You can lead a cow to a supermarket, but you can't make it raise its prices. The supermarket, that is. Because if one supermarket did, its customers would all desert to the ones that didn't. So what's the point of the farmers' protest? What will change?
Dairy farming is yet another industry going through a technological revolution; and when that happens, some lose out. But the ultimate result is cheaper (and better) products for consumers. And as Adam Smith reminded us, the sole end of production is consumption. Why undertake the bother and expense of production, otherwise?
True, there are other factors. The world is pretty flush with milk right now. And Europe is particularly flush, thanks to EU subsidies. Yes, there is less subsidy than there was, and it is less related to production – remember the Milk Lake and the Butter Mountain? An obscene waste of animal products. But we still have the Basic Payment Scheme, all those Agri-Environmental Schemes, Private Storage Aid (i.e. bribing processors to hold milk products back when prices are low), the School Milk Scheme, not to mention Import Tariffs against other world producers.

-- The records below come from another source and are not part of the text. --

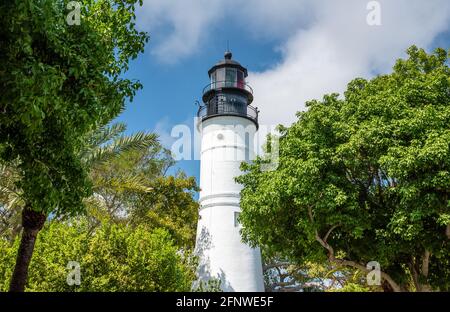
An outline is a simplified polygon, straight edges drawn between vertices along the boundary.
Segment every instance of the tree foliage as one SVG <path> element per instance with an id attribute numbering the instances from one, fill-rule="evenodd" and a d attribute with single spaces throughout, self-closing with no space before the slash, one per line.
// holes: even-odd
<path id="1" fill-rule="evenodd" d="M 94 190 L 86 200 L 91 225 L 108 221 L 162 227 L 177 244 L 193 247 L 198 216 L 195 179 L 181 171 L 167 175 L 175 162 L 154 134 L 128 136 L 124 131 L 124 125 L 113 124 L 86 140 L 90 143 L 82 157 Z"/>
<path id="2" fill-rule="evenodd" d="M 152 192 L 141 193 L 130 209 L 130 224 L 163 227 L 177 244 L 193 249 L 198 220 L 198 203 L 193 199 L 199 190 L 194 177 L 184 173 L 158 177 Z"/>
<path id="3" fill-rule="evenodd" d="M 133 23 L 136 1 L 82 1 L 81 24 L 67 1 L 0 6 L 0 156 L 19 159 L 30 208 L 82 209 L 90 183 L 77 157 L 83 135 L 105 125 L 140 84 L 121 77 L 147 40 Z"/>
<path id="4" fill-rule="evenodd" d="M 83 136 L 141 87 L 122 76 L 148 39 L 135 28 L 138 0 L 81 1 L 79 25 L 67 22 L 68 2 L 0 4 L 0 159 L 17 161 L 25 202 L 11 291 L 24 289 L 47 216 L 80 212 L 91 194 Z"/>
<path id="5" fill-rule="evenodd" d="M 84 218 L 50 222 L 39 234 L 27 291 L 189 291 L 194 262 L 178 253 L 169 233 L 103 224 L 88 234 Z M 0 238 L 0 290 L 6 291 L 17 252 Z M 80 285 L 67 283 L 80 265 Z"/>
<path id="6" fill-rule="evenodd" d="M 450 287 L 448 54 L 416 47 L 280 127 L 279 166 L 243 164 L 243 235 L 297 263 L 368 271 L 384 288 Z"/>
<path id="7" fill-rule="evenodd" d="M 182 172 L 167 176 L 174 160 L 156 135 L 125 135 L 125 130 L 124 124 L 112 124 L 85 137 L 79 157 L 88 167 L 94 194 L 85 199 L 83 217 L 55 215 L 39 235 L 26 290 L 190 289 L 195 278 L 195 180 Z M 15 167 L 0 170 L 0 279 L 6 290 L 24 203 L 22 191 L 14 187 Z M 141 248 L 145 250 L 139 253 Z M 81 265 L 80 286 L 66 282 L 68 261 Z"/>
<path id="8" fill-rule="evenodd" d="M 267 292 L 379 291 L 368 286 L 366 273 L 351 267 L 335 267 L 328 263 L 282 260 L 265 257 L 264 284 Z"/>
<path id="9" fill-rule="evenodd" d="M 94 194 L 85 199 L 87 209 L 81 219 L 70 214 L 55 215 L 51 225 L 39 235 L 27 290 L 190 289 L 194 279 L 195 259 L 191 251 L 198 210 L 193 199 L 193 192 L 197 190 L 195 180 L 182 172 L 167 175 L 174 160 L 156 135 L 140 132 L 125 135 L 125 130 L 124 124 L 112 124 L 85 137 L 79 157 L 88 166 Z M 0 169 L 3 221 L 0 253 L 4 255 L 0 278 L 6 287 L 13 267 L 12 254 L 18 247 L 20 211 L 24 203 L 15 197 L 18 194 L 20 198 L 22 191 L 14 188 L 13 180 L 20 177 L 15 176 L 13 164 Z M 162 257 L 171 262 L 149 262 L 147 260 L 157 251 L 151 249 L 153 245 L 147 247 L 146 240 L 155 235 L 159 239 L 162 232 L 161 236 L 167 239 L 158 248 L 163 252 L 170 247 L 170 253 L 163 253 Z M 113 234 L 112 238 L 108 236 Z M 110 239 L 111 245 L 102 242 Z M 123 249 L 112 250 L 115 245 Z M 143 258 L 139 261 L 129 259 L 135 257 L 133 252 L 137 253 L 138 248 L 150 249 L 142 253 Z M 176 259 L 171 254 L 173 249 Z M 66 282 L 68 261 L 78 261 L 81 265 L 83 278 L 79 287 L 71 287 Z M 176 283 L 175 278 L 179 278 Z"/>

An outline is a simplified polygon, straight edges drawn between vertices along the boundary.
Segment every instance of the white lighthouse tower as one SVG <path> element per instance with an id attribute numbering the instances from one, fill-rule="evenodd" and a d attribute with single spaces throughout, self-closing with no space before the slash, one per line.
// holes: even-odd
<path id="1" fill-rule="evenodd" d="M 198 111 L 201 130 L 200 212 L 196 251 L 199 280 L 217 278 L 223 291 L 264 291 L 259 248 L 244 244 L 239 233 L 241 162 L 253 157 L 258 110 L 250 104 L 247 69 L 231 52 L 209 71 Z"/>

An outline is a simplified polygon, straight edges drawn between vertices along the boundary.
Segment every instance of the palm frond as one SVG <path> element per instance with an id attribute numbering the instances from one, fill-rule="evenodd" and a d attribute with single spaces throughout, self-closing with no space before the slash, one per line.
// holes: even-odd
<path id="1" fill-rule="evenodd" d="M 94 191 L 106 188 L 118 193 L 125 191 L 148 193 L 153 190 L 153 188 L 149 186 L 148 179 L 142 176 L 136 176 L 132 173 L 119 177 L 97 177 L 94 184 Z"/>
<path id="2" fill-rule="evenodd" d="M 122 135 L 112 143 L 98 146 L 86 154 L 84 162 L 90 166 L 96 166 L 118 157 L 128 151 L 140 151 L 158 144 L 158 136 L 154 133 L 137 132 L 130 136 Z"/>
<path id="3" fill-rule="evenodd" d="M 82 158 L 89 154 L 90 151 L 98 146 L 102 146 L 108 143 L 108 141 L 116 139 L 121 135 L 127 126 L 124 123 L 118 122 L 112 125 L 107 125 L 96 129 L 95 131 L 86 135 L 84 146 L 80 152 Z"/>
<path id="4" fill-rule="evenodd" d="M 124 133 L 125 130 L 127 130 L 127 126 L 122 122 L 117 122 L 107 127 L 101 127 L 93 135 L 94 143 L 96 145 L 102 145 L 117 138 L 119 135 Z"/>

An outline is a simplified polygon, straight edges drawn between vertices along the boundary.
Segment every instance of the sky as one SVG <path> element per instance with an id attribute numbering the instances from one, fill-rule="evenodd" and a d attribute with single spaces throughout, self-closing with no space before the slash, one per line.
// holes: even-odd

The result is that today, about a third of the income of England's dairy farmers comes through subsidies. If they sold their herds and retired to Bournemouth they wouldn't get them any more, so they carry on, producing more milk than the nation actually wants.
The dairy farmers' argument is that milk is difficult to transport – it is bulky and you have to keep it cool – so we need to produce milk locally. There is some truth in that, but it is a two-edged sword: because since supply sources are so restricted, you need to be prepared for some pretty spectacular price rises and falls from time to time. Like now. And if consumers cannot get dairy products from other producers because of import tariffs, consumers lose out too.
But back to technology. Britain is a terrible place to produce milk. The winters are cold and wet, so you have to bring your herd into shelters and give them heat, silage and hay (and muck them out), all of which adds to the cost. It's Adam Smith, again: why try to produce wine in Scotland, at thirty times the expense of vineyards in sunny France?
To cut the cost, some enterprising dairy famers are creating farms that are a hundred times larger than the norm, usually sited in sunnier parts of the country, with huge winter sheds and new technology such as dry bedding, feed derived from other farm by-products, heat recycling, and capturing methane for fuel. It is no wonder that small-scale dairy farmers are complaining that they can't compete.
If we scrapped the web of subsidy that featherbeds inefficient production systems, we would produce what we needed, in the quantities we needed, at a sustainable price, and with very much greater efficiency. And taxpayers would be better off, too. Yes, some people would have to find new jobs. It happens. Ask the people who used to sell encyclopaedias.